NASA-IMPACT / pyQuARC

The pyQuARC tool reads and evaluates metadata records with a focus on the consistency and robustness of the metadata. pyQuARC flags opportunities to improve or add to contextual metadata information in order to help the user connect to relevant data products. pyQuARC also ensures that information common to both the data product and the file-level metadata are consistent and compatible. pyQuARC frees up human evaluators to make more sophisticated assessments such as whether an abstract accurately describes the data and provides the correct contextual information. The base pyQuARC package assesses descriptive metadata used to catalog Earth observation data products and files. As open source software, pyQuARC can be adapted and customized by data providers to allow for quality checks that evolve with their needs, including checking metadata not covered in base package.
Apache License 2.0
19 stars 0 forks source link

QuARC does not pull in current master branch from pyQuARC repo #273

Closed jenny-m-wood closed 1 month ago

jenny-m-wood commented 5 months ago

Describe the bug QuARC does not pull in the current master branch of the pyQuARC repo. It is pulling in an outdated version, so the recommendations do not align.
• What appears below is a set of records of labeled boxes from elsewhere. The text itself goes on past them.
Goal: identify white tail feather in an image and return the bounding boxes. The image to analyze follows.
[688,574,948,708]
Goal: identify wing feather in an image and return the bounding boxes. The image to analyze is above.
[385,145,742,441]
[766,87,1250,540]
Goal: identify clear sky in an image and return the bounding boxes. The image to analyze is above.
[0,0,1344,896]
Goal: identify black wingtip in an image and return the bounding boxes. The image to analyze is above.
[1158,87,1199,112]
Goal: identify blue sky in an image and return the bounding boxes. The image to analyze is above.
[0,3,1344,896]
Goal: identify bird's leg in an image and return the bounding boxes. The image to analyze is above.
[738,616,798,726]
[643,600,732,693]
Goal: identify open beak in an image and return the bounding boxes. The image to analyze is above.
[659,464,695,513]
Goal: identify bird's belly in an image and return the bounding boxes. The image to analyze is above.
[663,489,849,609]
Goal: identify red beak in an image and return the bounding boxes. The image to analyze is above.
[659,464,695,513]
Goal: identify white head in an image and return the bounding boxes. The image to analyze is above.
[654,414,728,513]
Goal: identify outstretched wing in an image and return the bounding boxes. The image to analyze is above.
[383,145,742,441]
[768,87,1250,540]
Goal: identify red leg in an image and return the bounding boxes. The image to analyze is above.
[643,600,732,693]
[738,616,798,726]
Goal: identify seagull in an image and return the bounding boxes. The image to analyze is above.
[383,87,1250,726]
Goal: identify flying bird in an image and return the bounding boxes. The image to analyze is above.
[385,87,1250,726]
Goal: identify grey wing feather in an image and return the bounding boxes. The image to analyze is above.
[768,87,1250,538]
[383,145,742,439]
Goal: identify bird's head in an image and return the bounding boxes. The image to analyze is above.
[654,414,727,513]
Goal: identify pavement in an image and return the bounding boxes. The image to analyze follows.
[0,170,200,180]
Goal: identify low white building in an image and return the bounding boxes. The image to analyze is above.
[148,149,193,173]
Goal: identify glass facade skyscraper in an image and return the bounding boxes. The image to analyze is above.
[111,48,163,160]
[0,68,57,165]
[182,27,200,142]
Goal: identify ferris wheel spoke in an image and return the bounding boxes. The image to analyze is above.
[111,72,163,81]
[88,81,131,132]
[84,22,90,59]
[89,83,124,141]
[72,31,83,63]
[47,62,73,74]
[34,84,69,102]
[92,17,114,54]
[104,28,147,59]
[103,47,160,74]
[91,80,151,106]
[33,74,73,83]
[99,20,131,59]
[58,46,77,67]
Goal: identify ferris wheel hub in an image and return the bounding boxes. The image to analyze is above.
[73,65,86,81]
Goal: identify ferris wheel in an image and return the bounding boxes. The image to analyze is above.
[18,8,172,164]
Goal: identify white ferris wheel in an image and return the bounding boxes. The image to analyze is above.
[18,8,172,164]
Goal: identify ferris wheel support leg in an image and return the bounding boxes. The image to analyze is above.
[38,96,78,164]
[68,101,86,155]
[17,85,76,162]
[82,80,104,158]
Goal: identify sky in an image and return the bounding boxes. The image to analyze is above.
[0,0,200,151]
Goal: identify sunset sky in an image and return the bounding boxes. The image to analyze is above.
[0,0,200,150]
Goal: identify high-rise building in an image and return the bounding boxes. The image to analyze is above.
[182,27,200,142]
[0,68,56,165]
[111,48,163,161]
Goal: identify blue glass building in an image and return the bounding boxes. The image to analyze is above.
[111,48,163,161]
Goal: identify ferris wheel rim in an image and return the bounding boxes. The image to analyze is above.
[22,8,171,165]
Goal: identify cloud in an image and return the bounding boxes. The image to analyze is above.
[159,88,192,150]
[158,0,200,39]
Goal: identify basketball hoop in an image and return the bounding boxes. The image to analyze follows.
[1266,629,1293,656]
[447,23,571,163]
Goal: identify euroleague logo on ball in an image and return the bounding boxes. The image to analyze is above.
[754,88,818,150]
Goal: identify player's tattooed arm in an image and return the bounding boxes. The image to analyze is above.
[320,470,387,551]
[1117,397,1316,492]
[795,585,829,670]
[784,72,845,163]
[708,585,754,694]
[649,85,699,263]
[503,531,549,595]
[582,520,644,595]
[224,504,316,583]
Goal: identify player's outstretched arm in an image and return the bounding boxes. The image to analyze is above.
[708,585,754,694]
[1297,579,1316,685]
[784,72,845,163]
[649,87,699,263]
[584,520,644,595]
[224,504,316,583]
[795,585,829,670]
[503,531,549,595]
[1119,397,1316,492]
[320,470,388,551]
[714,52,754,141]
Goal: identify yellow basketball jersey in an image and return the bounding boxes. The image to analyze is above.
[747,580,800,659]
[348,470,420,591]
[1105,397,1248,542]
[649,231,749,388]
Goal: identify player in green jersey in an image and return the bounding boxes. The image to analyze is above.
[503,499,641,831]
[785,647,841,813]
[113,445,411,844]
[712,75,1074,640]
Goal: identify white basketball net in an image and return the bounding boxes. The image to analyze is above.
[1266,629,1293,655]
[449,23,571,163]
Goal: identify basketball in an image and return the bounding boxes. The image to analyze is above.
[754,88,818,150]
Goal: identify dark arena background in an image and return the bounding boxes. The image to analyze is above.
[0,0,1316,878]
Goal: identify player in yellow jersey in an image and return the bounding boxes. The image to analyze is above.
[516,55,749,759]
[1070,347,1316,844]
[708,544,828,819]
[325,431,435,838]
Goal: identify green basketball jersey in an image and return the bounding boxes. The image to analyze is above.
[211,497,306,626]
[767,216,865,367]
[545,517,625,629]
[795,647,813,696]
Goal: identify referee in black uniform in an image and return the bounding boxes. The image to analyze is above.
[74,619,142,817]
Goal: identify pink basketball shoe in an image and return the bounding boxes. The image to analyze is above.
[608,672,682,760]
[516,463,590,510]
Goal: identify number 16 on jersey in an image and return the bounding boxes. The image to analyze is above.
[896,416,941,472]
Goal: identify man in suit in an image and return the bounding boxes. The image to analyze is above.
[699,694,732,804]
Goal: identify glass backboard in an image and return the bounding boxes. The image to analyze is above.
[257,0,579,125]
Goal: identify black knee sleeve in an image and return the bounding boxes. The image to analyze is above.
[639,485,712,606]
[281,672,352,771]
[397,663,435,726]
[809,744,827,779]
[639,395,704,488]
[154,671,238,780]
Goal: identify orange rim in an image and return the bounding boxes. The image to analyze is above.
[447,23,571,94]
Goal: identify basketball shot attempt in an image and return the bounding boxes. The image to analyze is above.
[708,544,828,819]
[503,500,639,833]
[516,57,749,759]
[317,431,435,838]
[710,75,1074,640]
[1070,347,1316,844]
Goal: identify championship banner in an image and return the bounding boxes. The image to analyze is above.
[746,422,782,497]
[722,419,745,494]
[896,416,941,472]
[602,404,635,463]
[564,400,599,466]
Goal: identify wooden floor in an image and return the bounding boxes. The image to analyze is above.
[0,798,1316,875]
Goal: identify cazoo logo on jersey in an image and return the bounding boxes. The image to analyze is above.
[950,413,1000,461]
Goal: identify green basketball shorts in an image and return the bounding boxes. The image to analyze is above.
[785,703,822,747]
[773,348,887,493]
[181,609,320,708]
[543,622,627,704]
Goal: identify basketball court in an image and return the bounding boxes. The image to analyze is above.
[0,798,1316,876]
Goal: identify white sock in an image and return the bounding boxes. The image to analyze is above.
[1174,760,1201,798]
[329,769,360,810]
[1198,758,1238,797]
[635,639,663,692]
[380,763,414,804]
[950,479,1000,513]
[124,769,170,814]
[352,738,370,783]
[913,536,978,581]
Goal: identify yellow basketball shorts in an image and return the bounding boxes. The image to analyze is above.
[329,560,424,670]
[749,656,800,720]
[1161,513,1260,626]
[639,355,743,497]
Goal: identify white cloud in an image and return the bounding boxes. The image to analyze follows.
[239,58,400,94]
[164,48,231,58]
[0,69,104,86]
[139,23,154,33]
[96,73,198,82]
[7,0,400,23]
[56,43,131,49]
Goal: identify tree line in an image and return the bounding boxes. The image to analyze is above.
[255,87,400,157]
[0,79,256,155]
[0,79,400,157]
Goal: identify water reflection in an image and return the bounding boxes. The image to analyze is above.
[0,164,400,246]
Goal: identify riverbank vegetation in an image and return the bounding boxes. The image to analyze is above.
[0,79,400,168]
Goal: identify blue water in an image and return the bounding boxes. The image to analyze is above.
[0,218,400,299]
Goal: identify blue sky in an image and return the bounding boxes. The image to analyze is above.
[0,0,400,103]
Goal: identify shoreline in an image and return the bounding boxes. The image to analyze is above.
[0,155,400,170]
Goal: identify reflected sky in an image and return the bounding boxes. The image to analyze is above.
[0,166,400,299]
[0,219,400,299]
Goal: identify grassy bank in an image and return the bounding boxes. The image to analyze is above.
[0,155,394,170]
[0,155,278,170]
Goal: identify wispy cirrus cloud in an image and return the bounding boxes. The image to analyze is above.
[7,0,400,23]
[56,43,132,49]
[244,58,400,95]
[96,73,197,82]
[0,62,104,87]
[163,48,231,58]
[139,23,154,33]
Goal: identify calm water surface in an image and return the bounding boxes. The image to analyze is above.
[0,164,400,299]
To Reproduce Steps to reproduce the behavior:

  1. Go to QuARC and test using C1577484501-LARC_ASDC (umm-c)
  2. Run pyQuARC master branch on the record above
  3. See the discrepancies between the recommendations that pyQuARC's master branch provides and QuARC provides

Expected behavior Expect the output from pyQuARC's master branch and output from QuARC to be identical.

Additional context When briefly investigated, it seemed like it may be an issue with the Lambda function. An issue in QuARC was created for this in 2023 and may still exist.

jenny-m-wood commented 4 months ago

@xhagrg @slesaad ESDIS is promoting the use of QuARC for new missions such as PACE and NISAR, so please prioritize this ticket during pyQuARC development. Thanks!

jenny-m-wood commented 3 months ago

Alternative example record: C2068391958-LARC_ASDC (format: umm-c)

jenny-m-wood commented 3 months ago

I compared pyQuARC output and QuARC output, and it looks much better! Thank you so much for making those updates @rajeshpandey2053

I did notice that the URL recommendations from pyQuARC were missing from QuARC. When testing on C2103888967-LARC (dif10), this recommendation was provided by pyQuARC: Screenshot 2024-04-03 at 11 43 52 AM

QuARC however did not provide that recommendation, and this error message was shown: Screenshot 2024-04-03 at 11 44 45 AM

I noticed something similar when testing with G1001367981-LARC (echo-g). Any thoughts on why this may be happening or the next steps for resolving?

slesaad commented 3 months ago

@jenny-m-wood @rajeshpandey2053 is working on identifying what's causing it and then fixing it

rajeshpandey2053 commented 3 months ago

Issue

We are running pyQuARC in AWS Lambda functions to build the QuARC API. Lambda only supports a read-only file system. If someone attempts to write something to the Lambda, it throws an error. In our case, pyQuARC uses the urlextract package, which attempts to save some files in local storage for caching purposes, resulting in the error. Initialize function for URLExtract class. Tries to get cached TLDs, if cached file does not exist it will try to download new list from IANA and save it to cache file.

Solution

We need to find an alternative solution to the urlextract package that does not rely on writing to the file system.